High-mileage Mazda Wankels typically require overhauling because the side seals become seized in a compressed state (their springs are meager segments of ~sinusoidal wire, and the motor burns oil by design causing excess carbon/coking clogging them up), resulting in excess blow-by and unintended oil burning. Once the side seals go, the combustion gases start reaching the oil control rings, baking their soft interior seals into brittle plastic and it's all downhill from there.

source: former rx-7 enthusiast with multiple diy engine rebuilds in his past.

Edit:

BTW something that's often misunderstood about Wankels is that the rotor turns lazily at 1/3rd the engine RPM. So despite it being a "high revving" engine, there isn't actually that much centrifugal force acting on the apex seals at conventional engine speeds. The pain point in this department is the stationary gears responsible for converting that 3X eccentric shaft speed into a mix of orbital and rotational motion at the rotors.

Insane power

1000+Hp Turbo 4rotor AWD [All-Wheel-Drive]

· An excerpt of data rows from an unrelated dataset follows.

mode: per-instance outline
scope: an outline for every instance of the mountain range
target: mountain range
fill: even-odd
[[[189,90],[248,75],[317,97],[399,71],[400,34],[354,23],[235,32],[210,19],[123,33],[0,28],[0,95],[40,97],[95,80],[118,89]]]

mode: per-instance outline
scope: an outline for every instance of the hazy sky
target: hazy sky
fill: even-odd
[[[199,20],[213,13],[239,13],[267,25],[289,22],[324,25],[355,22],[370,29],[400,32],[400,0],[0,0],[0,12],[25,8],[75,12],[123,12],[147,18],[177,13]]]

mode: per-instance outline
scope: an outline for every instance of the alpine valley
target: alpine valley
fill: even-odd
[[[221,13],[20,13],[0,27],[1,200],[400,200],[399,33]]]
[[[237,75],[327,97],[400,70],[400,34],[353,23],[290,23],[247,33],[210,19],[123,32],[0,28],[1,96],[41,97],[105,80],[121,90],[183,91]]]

https://m.youtube.com/results?search_query=4rotor+turbo+1200... There's definitely a market for rotary engines, time will tell how this new form takes shape.

Thanks for the clarification! My friends were in to performance so I guess that’s what they were referring to.
The same seal that contacts the rotor likely seals the face as well. That's how wankels work.
The 'seals' section in this article suggests that wankels need separate apex and side seals:

http://what-when-how.com/automobile/wankel-engines-automobil...

See also Pengaru's comment about problems with side seals, specifically:

https://news.ycombinator.com/item?id=25451923

So what, you have oiling or cooling passages immediately behind the seal?